Если бы я только знал! Я мог бы помочь этому ребенку сбежать с корабля, переломить его судьбу так же, как Чаннинги переломили мою, или помочь ему осознать, что никакая тирания не царит вечно.
У «Пророчицы» подняты все паруса, до последнего дюйма, и она несется очертя голову (не ради меня, конечно, но лишь потому, что гниет груз), покрывая ежедневно свыше 3 широты. Я ныне ужасно болен и заточен в своем гробу. Бурхаав, полагаю, уверен, что я от него прячусь. Он обманывается, ибо справедливое возмездие, которое я призываю на его голову, — это один из немногих огней, не погашенных во мне наступившей кошмарной апатией. Генри настаивает на том, чтобы я вел дневник, дабы хоть чем-то занимать свой разум, но перо мое становится все более непослушным и тяжелым. Через три дня мы достигнем Гонолулу. Мой верный доктор обещает сопроводить меня на берег, без каких-либо затрат с моей стороны найти мощное болеутоляющее средство и оставаться у моей постели, пока я полностью не выздоровею, даже если «Пророчице» придется отправиться в Калифорнию без нас. Да благословит Господь этого лучшего из людей! Писать сегодня больше не могу.
Воскресенье, 29 декабря
Так болен, что едва жив.
Понедельник, 30 декабря
Новая выходка Червя. Лопнули его мешочки с ядом. Мучаюсь от боли, пролежней и ужасной жажды. Оаху все еще в двух или трех днях пути к северу. Смерть — в нескольких часах. Я не могу пить и не помню, когда в последний раз ел. Взял с Генри обещание передать этот дневник в контору Бедфорда в Гонолулу. Оттуда он попадет к моей осиротевшей семье. Он клянется, что я доставлю его на собственных ногах, но надежды мои пошли прахом. Генри доблестно предпринял все возможное, но мой Паразит слишком уж яростен, и я должен препоручить свою душу Создателю.

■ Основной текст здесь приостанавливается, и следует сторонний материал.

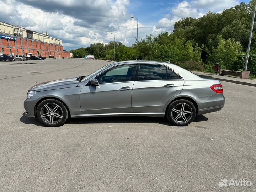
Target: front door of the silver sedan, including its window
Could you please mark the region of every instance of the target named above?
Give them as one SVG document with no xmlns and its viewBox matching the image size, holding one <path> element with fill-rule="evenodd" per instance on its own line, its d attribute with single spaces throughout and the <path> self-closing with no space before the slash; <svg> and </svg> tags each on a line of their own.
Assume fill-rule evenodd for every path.
<svg viewBox="0 0 256 192">
<path fill-rule="evenodd" d="M 134 65 L 113 67 L 96 79 L 99 86 L 85 85 L 80 92 L 82 114 L 131 113 Z"/>
</svg>

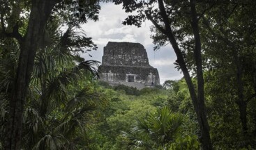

Джексон, когда ты станешь взрослым, не позволяй своей профессии разлучать тебя с теми, кого ты любишь. На протяжении многих месяцев своего отсутствия дома я думал о тебе и твоей матери с неизменной любовью, и если ей суждено исчезнуть…[263]
Воскресенье, 12 января
Силен соблазн начать с конца, с открытия вероломного предательства, но тот, кто ведет дневник, должен придерживаться хронологии. Накануне Нового года головные мои боли раскатывались так громоподобно, что я вынужден был каждый час принимать лекарство Гуза. Качка не позволяла мне держаться на ногах, и я оставался в постели в своем гробу, блюя там в пакет, хотя во внутренностях у меня ничего не было, и содрогаясь то в ледяной, то в обжигающей лихорадке. Недуг мой уже нельзя было утаивать от команды, и мой гроб был взят под карантин. Гуз сказал капитану Молинё, что мой Паразит заразен, представая в силу этого образом бескорыстного мужества. (Соучастие капитана Молинё и Бурхаава в открывшемся впоследствии злодеянии невозможно ни доказать, ни опровергнуть. Бурхаав желал мне зла, но я вынужден признать маловероятным, чтобы он участвовал в преступлении, которое будет описано ниже.)